# Sram 2012 RED VS RED22 VS FORCE22



## rainxman

I am getting my first serious road bike. I made up my decision to get SRAM. 
Right now there are sales on 2012 RED bikes for the price of FORCE 22 bikes. Which one would be better at the same price assuming everything else is the same?
What about RED 2013 (a little more expensive) vs Force 22? What are the non obvious benefits of each? 
Does Force 22 shifters have zero loss in both shifters (I read some people said yes and some said no, it was only on the left). 
Is the gap between Force 22 and Red 22 smaller, because the price gap increased from the previous years.


----------



## Rokh On

Sorry I don't know anyone using Sram 22, Red or Force, so I have no idea if the shifting is much improved as alleged.

Force 22 shifting is zero loss: SRAM Force 22 DoubleTap® Shifters | SRAM


----------



## rainxman

I just was not sure if it meant that it was for both shifters or just the left one like 2013 force.


----------



## Apexrider

Red 2012 is the same as Red 2013 which is also know as new Red. Before that we had just Red and now there's also Red 22.

Force 2013 has zero loss technology in both shifters and also got the Red chain rings, which should be slightly stiffer compared to Force 2010.

I've got Red 2012 and Force 2010. Shifting performance is about the same, except for the yaw derailleur which is a big improvement.

I don't think Red 2012 has many benefit's over Force 22.


----------



## masi85

Pardon me if this has been discussed already but are the new yaw front derailleurs compatible with the previous 10 speed Rival and Force groups. Poor front shifting (compared to Shimano or Campagnolo) is the only real defect I can see with 10 speed SRAM in my experience.


----------



## r1lee

I went from sram red 2012 to red 22. I only had 2 rides on 22, so I can't comment with a thorough review. I know red 22 was supposed to have the better FD, but it had to be setup just right. I didn't notice any difference, if anything I enjoyed the FD of the normal red. 

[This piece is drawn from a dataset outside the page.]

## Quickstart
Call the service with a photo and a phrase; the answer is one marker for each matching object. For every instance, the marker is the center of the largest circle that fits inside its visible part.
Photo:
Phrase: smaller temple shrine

Everything else felt the same.


----------



## vertr

masi85 said:


> Pardon me if this has been discussed already but are the new yaw front derailleurs compatible with the previous 10 speed Rival and Force groups. Poor front shifting (compared to Shimano or Campagnolo) is the only real defect I can see with 10 speed SRAM in my experience.


Yeah they are. I'm using two force 22 FD's with 10 speed Force shifters and they are a definite upgrade.


----------